Beefy Boxes and Bandwidth Generously Provided by pair Networks
P is for Practical
 
PerlMonks  

Re^4: Perl Parsing Based on Supplied Precedence

by roboticus (Chancellor)
on Nov 07, 2012 at 16:23 UTC ( #1002689=note: print w/ replies, xml ) Need Help??


in reply to Re^3: Perl Parsing Based on Supplied Precedence
in thread Perl Parsing Based on Supplied Precedence

wirito:

That was an amusing diversion. I played around with it and added a couple of features for fun:

  • Parenthesis now work for grouping
  • Now we have variables
  • It emits the RPN version of the expression

I tried monkeying with regexes to add parenthesis, and then remembered Text::Balanced, so I used that to extract the subexpressions. The parsed subexpressions are then stored in the %temps hash. The expression is then rewritten, replacing the subexpression with the temp name. Finally, when we wind up with a single token (variable, value or temp name), we check the temps hash, and if we get a match, we return the parse tree we stowed away there.
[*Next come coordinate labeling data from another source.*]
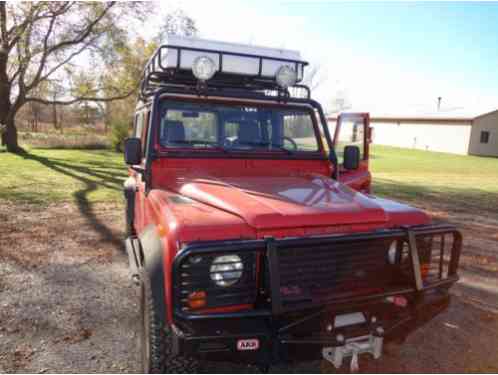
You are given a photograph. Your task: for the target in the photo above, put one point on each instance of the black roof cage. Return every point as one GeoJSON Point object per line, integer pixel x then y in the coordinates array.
{"type": "Point", "coordinates": [158, 75]}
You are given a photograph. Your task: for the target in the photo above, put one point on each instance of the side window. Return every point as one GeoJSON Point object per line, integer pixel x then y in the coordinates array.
{"type": "Point", "coordinates": [145, 129]}
{"type": "Point", "coordinates": [196, 128]}
{"type": "Point", "coordinates": [139, 124]}
{"type": "Point", "coordinates": [351, 133]}
{"type": "Point", "coordinates": [298, 129]}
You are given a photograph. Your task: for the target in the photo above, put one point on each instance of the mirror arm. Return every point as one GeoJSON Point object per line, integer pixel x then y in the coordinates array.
{"type": "Point", "coordinates": [139, 169]}
{"type": "Point", "coordinates": [335, 164]}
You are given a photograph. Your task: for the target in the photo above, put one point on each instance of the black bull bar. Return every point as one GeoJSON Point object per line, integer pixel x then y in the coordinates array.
{"type": "Point", "coordinates": [270, 249]}
{"type": "Point", "coordinates": [295, 331]}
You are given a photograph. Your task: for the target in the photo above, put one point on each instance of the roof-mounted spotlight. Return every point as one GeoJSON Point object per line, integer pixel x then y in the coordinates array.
{"type": "Point", "coordinates": [203, 68]}
{"type": "Point", "coordinates": [286, 76]}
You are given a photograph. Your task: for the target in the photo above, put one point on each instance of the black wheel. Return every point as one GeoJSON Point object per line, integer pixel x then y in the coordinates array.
{"type": "Point", "coordinates": [155, 338]}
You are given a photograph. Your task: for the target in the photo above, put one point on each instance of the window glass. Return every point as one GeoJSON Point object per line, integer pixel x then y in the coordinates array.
{"type": "Point", "coordinates": [237, 128]}
{"type": "Point", "coordinates": [188, 128]}
{"type": "Point", "coordinates": [299, 131]}
{"type": "Point", "coordinates": [351, 133]}
{"type": "Point", "coordinates": [139, 123]}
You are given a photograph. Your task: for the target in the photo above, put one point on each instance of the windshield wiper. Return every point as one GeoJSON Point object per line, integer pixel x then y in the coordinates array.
{"type": "Point", "coordinates": [266, 144]}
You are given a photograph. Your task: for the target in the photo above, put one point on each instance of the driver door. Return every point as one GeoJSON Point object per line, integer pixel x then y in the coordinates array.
{"type": "Point", "coordinates": [353, 129]}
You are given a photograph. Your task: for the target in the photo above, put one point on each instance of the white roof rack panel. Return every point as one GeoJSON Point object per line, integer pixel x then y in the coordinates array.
{"type": "Point", "coordinates": [231, 58]}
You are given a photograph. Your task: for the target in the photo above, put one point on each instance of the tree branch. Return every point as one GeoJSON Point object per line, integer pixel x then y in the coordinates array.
{"type": "Point", "coordinates": [81, 99]}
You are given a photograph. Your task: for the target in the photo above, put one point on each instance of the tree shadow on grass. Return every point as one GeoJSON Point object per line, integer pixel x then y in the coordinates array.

In order to prevent collisions between temp names and variable names, I map the expression to lower case before parsing. So I split the parse function into two bits.

I built a to_RPN() function by whacking on your original evaluate() routine. Then I made an evaluator for the RPN string. I didn't update your evaluate() function, so I removed it for now. It's a simple modification to bring it up-to-date with the variable assignments, but I gotta get back to work.

Finally, I handle variables by simply looking at any scalar I pop from the stack to see if it has any alpha characters and if it's in the %vars hash. If so, I look up the appropriate value.

There's still plenty of room for cleanup, simplification and such, but I thought I'd stop for now. I hope someone finds it amusing...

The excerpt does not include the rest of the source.